Sequences in list

T

temp

Hi All,

I wonder could someone help me with this?

What I want to do is search through a list of letters and look for
adjacent groups of letters that form sequences, not in the usual way of
matching say abc to another appearance later on in the list but to look
for transposed patterns.

The groups of letters can be made up of between 2 to 4 letters.
It is not know beforehand how the groups are formed, so I can't say
here is a group, look for a sequence formed from this.
There must be at least three appearances of the groups for the sequence
to be pass.
More than one sequence may show in a list, i.e. first abc, bcd and cde
followed by bd, df, fa, ac at some later point.
Ideally I would like to know the start and end position of the
sequence/sequences.

I'm looking for patterns such as these:

['a', 'b', 'c', 'b', 'c', 'd', 'c', 'd', 'e']
['a', 'c', 'f', 'c', 'e', 'h', 'e', 'g', 'c']
['c', 'a', 'a', 'f', 'f', 'd', 'd', 'b']

But these would be wrong:

['a', 'b', 'c', 'b', 'c', 'd', 'c', 'd', 'e', 'f', 'a', 'd'] - This one
fails because of the 'jump' of the last group of three letters in
relation to the others. To pass the last group would need to have been
def. However, the previous three groups are ok and would be passed as a
sequence.

['a', 'c', 'f', 'a', 'f', 'e', 'e', 'g', 'c'] - Here, although the
first and last groups have a similar sequence this would fail because
of the intervening group (afe) not following the pattern.



Thanks for any help,

Malcolm
 
M

Michael Spencer

Hi All,

I wonder could someone help me with this?
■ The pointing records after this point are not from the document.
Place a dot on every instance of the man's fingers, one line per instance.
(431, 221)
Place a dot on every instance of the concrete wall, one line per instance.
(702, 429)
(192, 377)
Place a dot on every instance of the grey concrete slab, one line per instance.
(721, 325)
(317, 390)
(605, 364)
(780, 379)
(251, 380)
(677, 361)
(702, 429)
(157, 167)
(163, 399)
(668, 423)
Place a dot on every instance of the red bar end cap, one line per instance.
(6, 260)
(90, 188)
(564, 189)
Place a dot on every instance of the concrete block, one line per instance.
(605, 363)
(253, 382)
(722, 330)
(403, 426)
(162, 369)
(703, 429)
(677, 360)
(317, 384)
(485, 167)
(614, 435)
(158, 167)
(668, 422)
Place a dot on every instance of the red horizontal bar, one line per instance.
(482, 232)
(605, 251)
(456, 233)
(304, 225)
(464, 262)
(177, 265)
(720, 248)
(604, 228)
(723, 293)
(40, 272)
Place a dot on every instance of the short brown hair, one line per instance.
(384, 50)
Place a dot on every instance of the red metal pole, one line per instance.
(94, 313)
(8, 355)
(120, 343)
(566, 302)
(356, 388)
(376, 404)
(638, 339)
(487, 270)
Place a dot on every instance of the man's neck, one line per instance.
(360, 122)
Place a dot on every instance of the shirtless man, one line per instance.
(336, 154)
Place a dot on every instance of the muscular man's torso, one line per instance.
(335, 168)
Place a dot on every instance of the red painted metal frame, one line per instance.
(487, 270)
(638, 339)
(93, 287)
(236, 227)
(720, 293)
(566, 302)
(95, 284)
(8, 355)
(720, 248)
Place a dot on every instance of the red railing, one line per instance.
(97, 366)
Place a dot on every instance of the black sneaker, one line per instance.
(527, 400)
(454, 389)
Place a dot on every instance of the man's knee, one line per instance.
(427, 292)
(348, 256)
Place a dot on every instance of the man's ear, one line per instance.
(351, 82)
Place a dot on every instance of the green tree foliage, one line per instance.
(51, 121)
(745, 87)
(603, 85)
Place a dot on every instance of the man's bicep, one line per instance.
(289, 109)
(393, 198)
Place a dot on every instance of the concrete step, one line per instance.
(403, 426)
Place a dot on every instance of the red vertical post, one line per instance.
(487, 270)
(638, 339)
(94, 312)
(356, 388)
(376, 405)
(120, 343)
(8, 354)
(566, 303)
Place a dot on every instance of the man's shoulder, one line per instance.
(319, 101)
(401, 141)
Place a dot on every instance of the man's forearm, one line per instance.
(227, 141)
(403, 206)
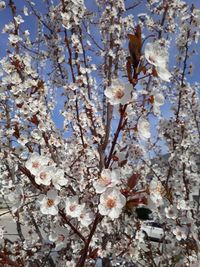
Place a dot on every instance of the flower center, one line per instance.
(104, 180)
(50, 202)
(119, 93)
(72, 207)
(111, 203)
(152, 59)
(61, 238)
(35, 164)
(43, 175)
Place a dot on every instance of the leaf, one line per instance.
(132, 180)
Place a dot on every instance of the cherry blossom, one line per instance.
(16, 198)
(84, 147)
(111, 203)
(72, 207)
(180, 233)
(143, 128)
(59, 236)
(158, 101)
(49, 202)
(35, 162)
(59, 179)
(118, 92)
(107, 179)
(44, 175)
(2, 5)
(157, 55)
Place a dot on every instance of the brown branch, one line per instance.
(83, 257)
(76, 231)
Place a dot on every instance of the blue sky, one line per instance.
(30, 24)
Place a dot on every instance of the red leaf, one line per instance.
(132, 180)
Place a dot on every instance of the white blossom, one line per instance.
(107, 179)
(118, 92)
(157, 55)
(49, 203)
(72, 207)
(59, 179)
(143, 128)
(35, 162)
(111, 203)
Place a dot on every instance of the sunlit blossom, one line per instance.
(118, 92)
(111, 203)
(157, 55)
(107, 179)
(49, 203)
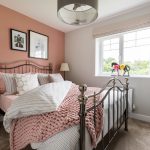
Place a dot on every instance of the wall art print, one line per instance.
(18, 40)
(38, 45)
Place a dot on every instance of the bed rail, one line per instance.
(25, 66)
(116, 94)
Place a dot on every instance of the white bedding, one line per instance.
(69, 139)
(45, 98)
(30, 103)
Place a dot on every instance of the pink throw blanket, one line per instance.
(39, 128)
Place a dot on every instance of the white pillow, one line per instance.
(56, 77)
(43, 78)
(10, 83)
(26, 82)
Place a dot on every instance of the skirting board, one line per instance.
(140, 117)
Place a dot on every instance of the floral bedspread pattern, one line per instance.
(38, 128)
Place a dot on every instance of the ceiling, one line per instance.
(45, 11)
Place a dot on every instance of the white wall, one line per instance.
(80, 54)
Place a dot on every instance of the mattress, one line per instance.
(6, 101)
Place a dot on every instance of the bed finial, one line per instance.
(82, 99)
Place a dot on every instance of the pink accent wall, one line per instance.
(12, 19)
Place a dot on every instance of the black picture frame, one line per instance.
(38, 45)
(18, 40)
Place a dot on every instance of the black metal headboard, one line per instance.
(25, 66)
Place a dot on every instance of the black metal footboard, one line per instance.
(115, 107)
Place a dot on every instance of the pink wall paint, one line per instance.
(12, 19)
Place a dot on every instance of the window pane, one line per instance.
(129, 44)
(110, 54)
(143, 34)
(137, 52)
(130, 36)
(138, 58)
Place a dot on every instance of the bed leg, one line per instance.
(126, 121)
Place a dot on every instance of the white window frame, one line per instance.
(99, 52)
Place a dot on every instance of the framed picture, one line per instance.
(18, 40)
(38, 45)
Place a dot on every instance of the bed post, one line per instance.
(126, 111)
(82, 114)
What I want to do is search through a list of letters and look for
adjacent groups of letters that form sequences, not in the usual way of
matching say abc to another appearance later on in the list but to look
for transposed patterns.

The groups of letters can be made up of between 2 to 4 letters.
It is not know beforehand how the groups are formed, so I can't say
here is a group, look for a sequence formed from this.
There must be at least three appearances of the groups for the sequence
to be pass.
More than one sequence may show in a list, i.e. first abc, bcd and cde
followed by bd, df, fa, ac at some later point.
Ideally I would like to know the start and end position of the
sequence/sequences.

I'm looking for patterns such as these:

['a', 'b', 'c', 'b', 'c', 'd', 'c', 'd', 'e']
['a', 'c', 'f', 'c', 'e', 'h', 'e', 'g', 'c']
['c', 'a', 'a', 'f', 'f', 'd', 'd', 'b']

But these would be wrong:

['a', 'b', 'c', 'b', 'c', 'd', 'c', 'd', 'e', 'f', 'a', 'd'] - This one
fails because of the 'jump' of the last group of three letters in
relation to the others. To pass the last group would need to have been
def. However, the previous three groups are ok and would be passed as a
sequence.

['a', 'c', 'f', 'a', 'f', 'e', 'e', 'g', 'c'] - Here, although the
first and last groups have a similar sequence this would fail because
of the intervening group (afe) not following the pattern.



Thanks for any help,

Malcolm
I'm not sure I understand exactly what you want to do, but some of the following
may help

# Good sequences
s1 = ['a', 'b', 'c', 'b', 'c', 'd', 'c', 'd', 'e']
s2 = ['a', 'c', 'f', 'c', 'e', 'h', 'e', 'g', 'c']
s3 = ['c', 'a', 'a', 'f', 'f', 'd', 'd', 'b']

# Bad sequences
b1 = ['a', 'b', 'c', 'b', 'c', 'd', 'c', 'd', 'e', 'f', 'a', 'd']
b2 = ['a', 'c', 'f', 'a', 'f', 'e', 'e', 'g', 'c']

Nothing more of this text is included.